Go on a service call today for a tripped breaker, panel is new less then 6 months and this thing is in the corner of where 2 walls meet I had to lean against one wall to take cover off. Was not very comfortable, I looked into code book to see if this was right all I could find was that as long as door opens 90 degrees and 30" in front that this was fine, is that right or am I missing something


----------



## HARRY304E (Sep 15, 2010)

Clintmiljavac said:


> Go on a service call today for a tripped breaker, panel is new less then 6 months and this thing is in the corner of where 2 walls meet I had to lean against one wall to take cover off. Was not very comfortable, I looked into code book to see if this was right all I could find was that as long as door opens 90 degrees and 30" in front that this was fine, is that right or am I missing something


Have you read all of 

II. 600 Volts, Nominal, or Less
*110.26 Spaces About Electrical Equipment. *Access and
working space shall be provided and maintained about all
electrical equipment to permit ready and safe operation and
maintenance of such equipment.

*(A) Working Space. *Working space for equipment operating
at 600 volts, nominal, or less to ground and likely to
require examination, adjustment, servicing, or maintenance
while energized shall comply with the dimensions of
*110.26(A)(1), (A)(2), and (A)(3)* or as required or permitted
elsewhere in this Code.
_*(1) Depth of Working Space.*_ The depth of the working
space in the direction of live parts shall not be less than that
specified in Table 110.26(A)(1) unless the requirements of
110.26(A)(1)(a), (A)(1)(b), or (A)(1)(c) are met.

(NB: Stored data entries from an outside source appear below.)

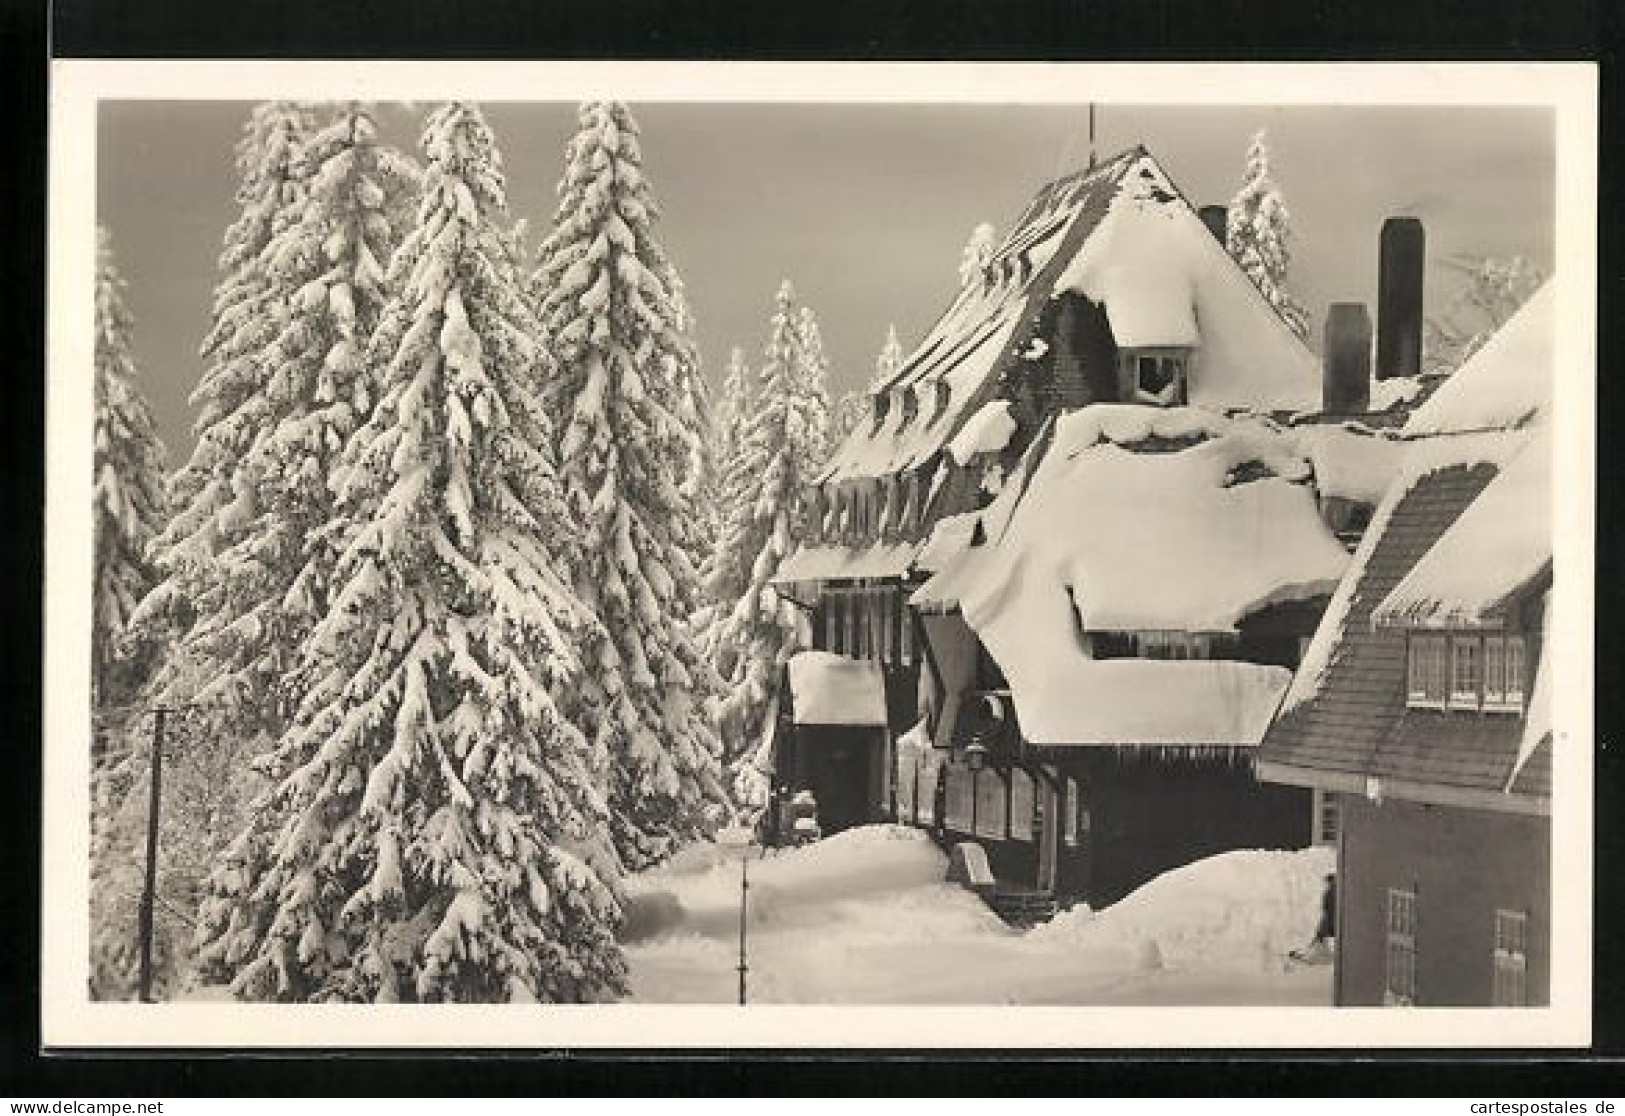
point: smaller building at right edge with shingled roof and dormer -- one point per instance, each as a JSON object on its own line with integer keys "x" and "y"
{"x": 1424, "y": 703}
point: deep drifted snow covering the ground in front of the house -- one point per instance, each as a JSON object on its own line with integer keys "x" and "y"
{"x": 867, "y": 917}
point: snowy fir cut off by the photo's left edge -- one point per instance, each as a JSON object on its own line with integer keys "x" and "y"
{"x": 128, "y": 491}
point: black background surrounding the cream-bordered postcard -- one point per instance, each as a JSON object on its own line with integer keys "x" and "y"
{"x": 763, "y": 30}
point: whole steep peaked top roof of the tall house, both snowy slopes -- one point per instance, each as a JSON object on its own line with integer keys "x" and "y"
{"x": 1122, "y": 236}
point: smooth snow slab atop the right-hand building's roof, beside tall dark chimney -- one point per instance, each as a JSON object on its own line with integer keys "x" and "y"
{"x": 1504, "y": 384}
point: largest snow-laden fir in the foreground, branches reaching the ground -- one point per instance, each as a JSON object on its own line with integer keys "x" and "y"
{"x": 431, "y": 798}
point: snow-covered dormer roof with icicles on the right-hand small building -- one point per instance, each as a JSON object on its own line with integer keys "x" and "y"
{"x": 1499, "y": 547}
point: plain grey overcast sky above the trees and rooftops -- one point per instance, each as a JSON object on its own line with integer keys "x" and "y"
{"x": 864, "y": 209}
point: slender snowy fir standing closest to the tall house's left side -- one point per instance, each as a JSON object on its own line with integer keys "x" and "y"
{"x": 756, "y": 631}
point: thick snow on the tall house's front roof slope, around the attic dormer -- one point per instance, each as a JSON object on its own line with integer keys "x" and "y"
{"x": 1164, "y": 280}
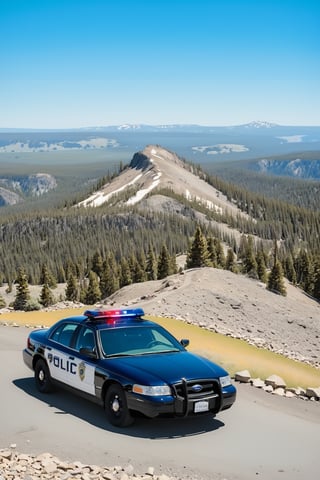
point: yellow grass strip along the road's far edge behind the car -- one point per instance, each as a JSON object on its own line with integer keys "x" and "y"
{"x": 232, "y": 354}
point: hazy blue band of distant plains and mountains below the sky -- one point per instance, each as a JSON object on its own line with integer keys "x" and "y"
{"x": 201, "y": 144}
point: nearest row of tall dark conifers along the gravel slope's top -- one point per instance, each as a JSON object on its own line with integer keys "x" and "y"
{"x": 104, "y": 275}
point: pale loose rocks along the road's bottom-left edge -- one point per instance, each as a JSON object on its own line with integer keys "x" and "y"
{"x": 18, "y": 466}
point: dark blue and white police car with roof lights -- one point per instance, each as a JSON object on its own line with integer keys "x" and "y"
{"x": 129, "y": 365}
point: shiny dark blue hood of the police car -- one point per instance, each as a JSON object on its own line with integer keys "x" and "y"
{"x": 168, "y": 367}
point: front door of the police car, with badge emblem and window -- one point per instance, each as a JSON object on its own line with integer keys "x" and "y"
{"x": 84, "y": 364}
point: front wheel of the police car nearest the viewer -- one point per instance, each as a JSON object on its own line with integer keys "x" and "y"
{"x": 116, "y": 407}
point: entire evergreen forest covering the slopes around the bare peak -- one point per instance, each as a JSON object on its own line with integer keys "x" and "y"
{"x": 96, "y": 251}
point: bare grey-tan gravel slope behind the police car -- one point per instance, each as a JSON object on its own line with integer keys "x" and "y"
{"x": 234, "y": 305}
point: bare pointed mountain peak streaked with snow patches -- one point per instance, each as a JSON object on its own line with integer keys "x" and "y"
{"x": 154, "y": 169}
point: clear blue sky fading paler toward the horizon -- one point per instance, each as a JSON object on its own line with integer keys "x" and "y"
{"x": 77, "y": 63}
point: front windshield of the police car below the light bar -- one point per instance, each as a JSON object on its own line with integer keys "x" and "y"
{"x": 137, "y": 340}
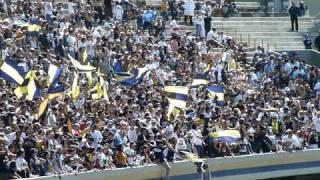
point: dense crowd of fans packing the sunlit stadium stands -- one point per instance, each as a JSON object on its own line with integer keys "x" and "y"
{"x": 273, "y": 100}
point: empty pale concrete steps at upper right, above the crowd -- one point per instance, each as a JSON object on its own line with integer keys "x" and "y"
{"x": 270, "y": 32}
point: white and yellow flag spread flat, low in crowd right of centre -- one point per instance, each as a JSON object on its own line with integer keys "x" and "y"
{"x": 227, "y": 136}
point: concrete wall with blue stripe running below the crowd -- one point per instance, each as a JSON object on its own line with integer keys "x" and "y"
{"x": 262, "y": 166}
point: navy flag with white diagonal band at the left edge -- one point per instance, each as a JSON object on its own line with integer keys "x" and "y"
{"x": 10, "y": 71}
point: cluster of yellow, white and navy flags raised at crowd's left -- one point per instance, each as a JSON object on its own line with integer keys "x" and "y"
{"x": 28, "y": 85}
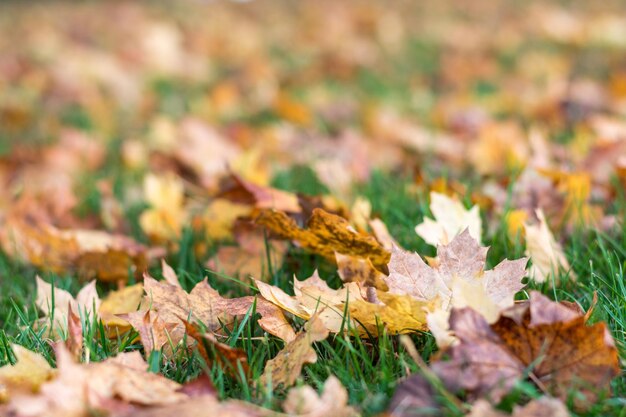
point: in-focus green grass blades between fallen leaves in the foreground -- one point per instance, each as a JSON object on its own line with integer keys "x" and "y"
{"x": 370, "y": 368}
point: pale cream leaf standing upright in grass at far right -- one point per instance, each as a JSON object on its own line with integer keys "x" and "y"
{"x": 545, "y": 252}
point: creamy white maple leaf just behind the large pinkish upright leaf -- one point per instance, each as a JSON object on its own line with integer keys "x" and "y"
{"x": 451, "y": 218}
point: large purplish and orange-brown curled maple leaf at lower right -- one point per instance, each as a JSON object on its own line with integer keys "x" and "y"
{"x": 548, "y": 340}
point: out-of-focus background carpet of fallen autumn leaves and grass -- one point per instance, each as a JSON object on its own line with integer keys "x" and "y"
{"x": 277, "y": 91}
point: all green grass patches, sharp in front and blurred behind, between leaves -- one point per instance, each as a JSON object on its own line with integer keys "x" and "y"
{"x": 408, "y": 80}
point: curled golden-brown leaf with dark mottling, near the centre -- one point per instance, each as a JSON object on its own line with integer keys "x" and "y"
{"x": 325, "y": 235}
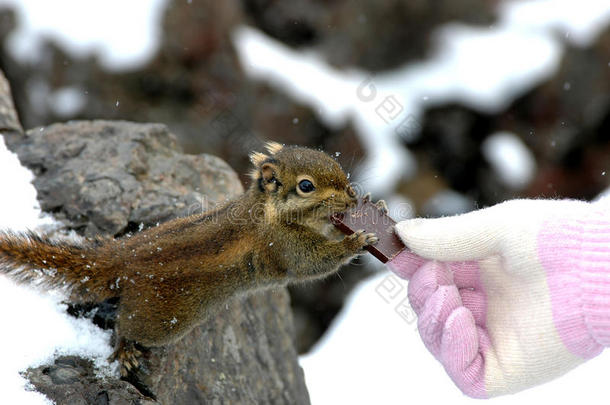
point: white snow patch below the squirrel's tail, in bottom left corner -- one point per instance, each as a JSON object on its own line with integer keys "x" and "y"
{"x": 36, "y": 330}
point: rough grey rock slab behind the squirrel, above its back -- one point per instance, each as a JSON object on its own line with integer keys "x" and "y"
{"x": 112, "y": 176}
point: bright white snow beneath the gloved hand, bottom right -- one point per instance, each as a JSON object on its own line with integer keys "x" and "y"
{"x": 372, "y": 354}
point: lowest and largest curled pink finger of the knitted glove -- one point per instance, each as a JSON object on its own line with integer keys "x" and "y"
{"x": 464, "y": 346}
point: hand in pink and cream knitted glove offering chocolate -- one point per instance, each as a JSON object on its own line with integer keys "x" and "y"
{"x": 510, "y": 296}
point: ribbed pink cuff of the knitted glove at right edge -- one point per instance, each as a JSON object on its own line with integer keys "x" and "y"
{"x": 576, "y": 256}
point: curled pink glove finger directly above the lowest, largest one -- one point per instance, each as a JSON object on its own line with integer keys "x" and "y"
{"x": 435, "y": 312}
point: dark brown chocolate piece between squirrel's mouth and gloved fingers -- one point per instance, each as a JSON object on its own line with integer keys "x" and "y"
{"x": 371, "y": 218}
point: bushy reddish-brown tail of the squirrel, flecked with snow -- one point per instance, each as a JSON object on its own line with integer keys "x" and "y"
{"x": 34, "y": 259}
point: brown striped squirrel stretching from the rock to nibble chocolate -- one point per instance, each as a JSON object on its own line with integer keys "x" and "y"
{"x": 171, "y": 277}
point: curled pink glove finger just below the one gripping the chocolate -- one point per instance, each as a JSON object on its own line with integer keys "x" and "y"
{"x": 426, "y": 281}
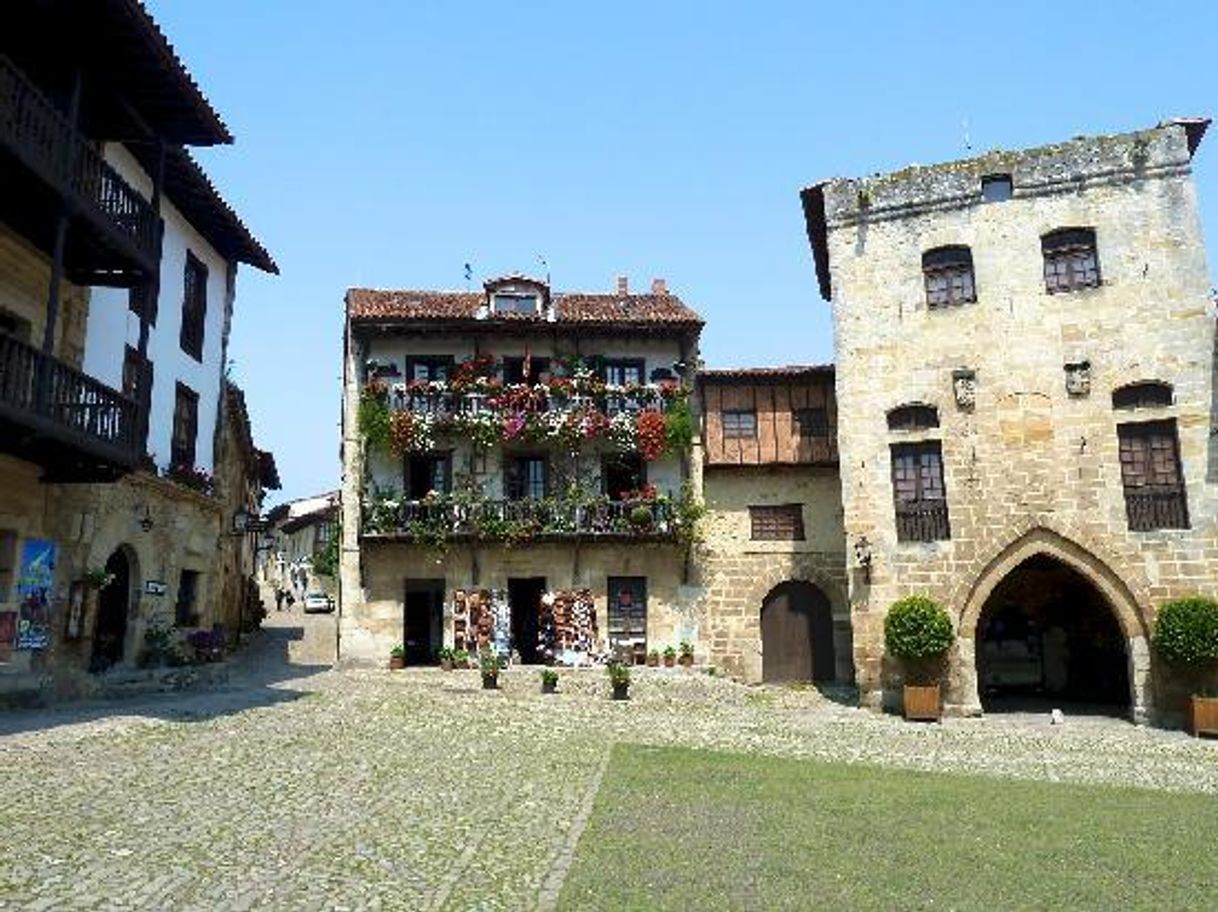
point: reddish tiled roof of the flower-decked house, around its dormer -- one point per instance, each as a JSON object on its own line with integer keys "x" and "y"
{"x": 574, "y": 309}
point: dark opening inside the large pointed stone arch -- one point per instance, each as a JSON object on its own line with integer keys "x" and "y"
{"x": 1048, "y": 639}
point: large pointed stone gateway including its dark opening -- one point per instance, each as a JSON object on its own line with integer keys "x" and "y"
{"x": 1048, "y": 623}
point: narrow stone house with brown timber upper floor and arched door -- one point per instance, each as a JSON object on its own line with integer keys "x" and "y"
{"x": 772, "y": 558}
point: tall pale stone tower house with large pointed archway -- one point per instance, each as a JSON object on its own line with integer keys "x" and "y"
{"x": 1025, "y": 350}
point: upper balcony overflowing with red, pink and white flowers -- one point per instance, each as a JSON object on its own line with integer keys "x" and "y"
{"x": 651, "y": 419}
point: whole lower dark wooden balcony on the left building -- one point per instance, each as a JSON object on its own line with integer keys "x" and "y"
{"x": 52, "y": 415}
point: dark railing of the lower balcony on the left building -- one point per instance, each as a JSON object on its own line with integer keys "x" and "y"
{"x": 54, "y": 399}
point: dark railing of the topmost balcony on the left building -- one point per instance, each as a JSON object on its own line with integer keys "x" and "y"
{"x": 46, "y": 142}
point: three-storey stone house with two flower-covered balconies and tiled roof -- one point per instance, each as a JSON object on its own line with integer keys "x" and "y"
{"x": 517, "y": 471}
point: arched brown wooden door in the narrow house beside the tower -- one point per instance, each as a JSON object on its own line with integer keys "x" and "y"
{"x": 797, "y": 635}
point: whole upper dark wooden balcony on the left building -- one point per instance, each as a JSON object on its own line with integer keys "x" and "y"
{"x": 48, "y": 167}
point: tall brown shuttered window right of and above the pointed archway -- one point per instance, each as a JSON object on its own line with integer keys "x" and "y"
{"x": 1152, "y": 475}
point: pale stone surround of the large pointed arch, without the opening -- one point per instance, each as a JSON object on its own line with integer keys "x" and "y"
{"x": 1043, "y": 545}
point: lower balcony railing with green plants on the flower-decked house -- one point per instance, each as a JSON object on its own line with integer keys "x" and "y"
{"x": 516, "y": 522}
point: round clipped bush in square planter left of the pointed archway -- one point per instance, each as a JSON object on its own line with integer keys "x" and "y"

Distances
shall be measured from the exposed live parts or from the
enclosure or opening if the live parts are enclosed.


----------



## Clintmiljavac (Aug 18, 2011)

HARRY304E said:


> Have you read all of
> 
> II. 600 Volts, Nominal, or Less
> 110.26 Spaces About Electrical Equipment. Access and
> ...


I guess I'm not understanding it! So if is like 2" off the other wall thats ok?


----------



## Clintmiljavac (Aug 18, 2011)

Ok after reading alittle more I'm getting that you have to have 30" from left to right or whateve


----------



## Clintmiljavac (Aug 18, 2011)

Ok after reading alittle more I'm getting that you have to have 30" from left to right or whatever just as long as you don't have anything in that 30" imaginary box


----------